La aculturación fue entendida como un proceso social que significaba pérdida (entendiendo el prefijo “a” como negativo) de la propia cultura para adquirir otra nueva, o más aún, otorgamiento de una cultura a comunidades que carecían de ella. Tal cosa sucedió por ejemplo con respecto a los aborígenes americanos que perdieron su cultura (algunos creen que era inexistente, aunque esto es imposible entendiendo por cultura las creaciones humanas) en favor de la europea, impuesta en forma compulsiva. Este concepto se fue modificando. Sin embargo, la palabra aculturación etimológicamente proviene de “ad” con el sentido de contacto o unión y “cultura” con el significado de cultivar.

Muchos han identificado aculturación con la transculturación, pero este último término implica el pasaje de una a otra cultura, mientras que la aculturación, modernamente entendida, es el resultado del contacto entre culturas distintas, ya sea que se haya producido en forma pacífica, como encuentro, o violenta, como choque, donde se van perdiendo identidades, adquiriendo otras, y modificando otras tantas. El resultado es una cultura nueva, que involucra por ende el proceso de transculturación, diferente a las involucradas, en la mayoría de los casos, con predominio de alguna de ellas sobre la otra.

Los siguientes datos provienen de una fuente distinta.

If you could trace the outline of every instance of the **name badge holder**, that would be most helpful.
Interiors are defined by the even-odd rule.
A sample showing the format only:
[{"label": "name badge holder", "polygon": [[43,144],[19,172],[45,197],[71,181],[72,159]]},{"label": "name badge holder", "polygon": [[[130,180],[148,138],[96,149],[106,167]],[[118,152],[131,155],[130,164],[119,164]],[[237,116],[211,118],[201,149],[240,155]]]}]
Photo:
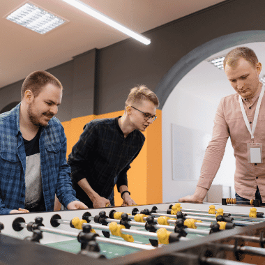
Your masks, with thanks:
[{"label": "name badge holder", "polygon": [[262,143],[255,143],[254,142],[254,132],[256,128],[257,117],[259,116],[259,108],[262,104],[262,100],[263,96],[264,94],[265,86],[262,86],[262,91],[260,92],[259,100],[257,104],[256,110],[254,116],[253,126],[251,130],[250,125],[248,122],[247,114],[245,114],[245,111],[244,107],[243,106],[242,98],[240,95],[238,95],[239,98],[239,105],[241,109],[241,112],[243,114],[243,117],[245,121],[245,126],[248,131],[251,135],[252,143],[248,143],[248,163],[262,163]]}]

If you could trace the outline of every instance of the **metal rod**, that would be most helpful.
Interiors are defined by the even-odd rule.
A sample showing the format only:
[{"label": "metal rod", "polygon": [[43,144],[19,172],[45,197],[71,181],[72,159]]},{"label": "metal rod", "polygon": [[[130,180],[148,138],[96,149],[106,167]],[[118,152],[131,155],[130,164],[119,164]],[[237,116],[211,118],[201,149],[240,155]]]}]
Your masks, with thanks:
[{"label": "metal rod", "polygon": [[[156,210],[156,211],[158,213],[160,213],[160,212],[162,212],[162,213],[166,213],[167,211],[162,211],[162,210]],[[206,210],[197,210],[197,209],[181,209],[181,211],[183,212],[183,211],[186,211],[186,212],[195,212],[195,213],[209,213],[209,211],[206,211]],[[233,215],[233,216],[245,216],[245,217],[248,217],[249,218],[249,214],[248,213],[229,213],[228,211],[224,211],[224,213],[230,213],[231,215]],[[265,218],[265,215],[264,214],[263,215],[263,218]],[[257,218],[254,218],[253,219],[257,219]],[[257,218],[257,219],[262,219],[262,218]]]},{"label": "metal rod", "polygon": [[[185,213],[183,212],[183,213]],[[186,218],[195,218],[196,217],[197,217],[197,213],[189,213],[187,215]],[[160,213],[152,213],[152,215],[153,216],[161,216],[161,214]],[[165,213],[165,214],[162,214],[162,216],[167,216],[167,217],[169,217],[169,218],[176,218],[176,215],[172,215],[172,214],[167,214],[167,213]],[[206,221],[206,222],[216,222],[216,219],[215,218],[215,216],[213,215],[211,218],[204,218],[204,217],[199,217],[199,220],[202,220],[202,221]],[[244,226],[246,226],[246,225],[255,225],[255,223],[253,222],[248,222],[248,221],[233,221],[232,222],[234,222],[235,225],[244,225]]]}]

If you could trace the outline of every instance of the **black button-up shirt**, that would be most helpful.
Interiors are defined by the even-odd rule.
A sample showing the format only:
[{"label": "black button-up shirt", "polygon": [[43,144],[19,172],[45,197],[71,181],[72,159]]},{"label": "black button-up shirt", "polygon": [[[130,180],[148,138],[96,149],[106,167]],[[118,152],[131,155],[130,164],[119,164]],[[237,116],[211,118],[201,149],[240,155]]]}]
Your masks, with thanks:
[{"label": "black button-up shirt", "polygon": [[125,138],[119,118],[86,123],[69,156],[68,163],[77,197],[89,207],[92,207],[92,202],[77,182],[86,178],[93,190],[108,198],[115,184],[118,190],[121,186],[128,186],[127,171],[144,143],[145,137],[138,130]]}]

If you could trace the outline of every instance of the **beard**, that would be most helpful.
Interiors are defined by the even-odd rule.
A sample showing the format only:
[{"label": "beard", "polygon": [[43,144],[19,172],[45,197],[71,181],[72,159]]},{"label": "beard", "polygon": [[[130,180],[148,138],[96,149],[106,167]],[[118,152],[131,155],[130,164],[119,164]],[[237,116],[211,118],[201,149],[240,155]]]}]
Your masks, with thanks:
[{"label": "beard", "polygon": [[[52,118],[53,116],[53,115],[50,112],[43,113],[43,114],[48,118]],[[47,126],[47,124],[42,123],[39,120],[38,116],[33,113],[33,112],[32,111],[32,103],[29,104],[29,105],[28,116],[31,123],[34,124],[36,126],[46,127]]]}]

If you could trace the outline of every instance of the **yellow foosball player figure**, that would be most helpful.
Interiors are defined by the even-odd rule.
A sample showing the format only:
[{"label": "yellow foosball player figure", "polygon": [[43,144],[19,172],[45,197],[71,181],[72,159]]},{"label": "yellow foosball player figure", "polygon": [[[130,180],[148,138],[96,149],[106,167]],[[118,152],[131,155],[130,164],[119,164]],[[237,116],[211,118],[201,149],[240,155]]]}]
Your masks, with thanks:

En las nuevas culturas que nacieron, por ejemplo, durante la dominación española en América, se impuso la religión, la lengua y muchas otras costumbres de los conquistadores, pero los rasgos culturales nativos aún subsisten, y se pueden observar en algunas costumbres, en su danza y en su música.

También se entiende por aculturación el proceso individual por el cual alguien se va asimilando a otra cultura diferente de la propia, perdiendo sus valores, creencias, costumbres, lengua, para absorber la cultura nueva, espontánea o voluntariamente. Esto sucede en los casos de inmigración.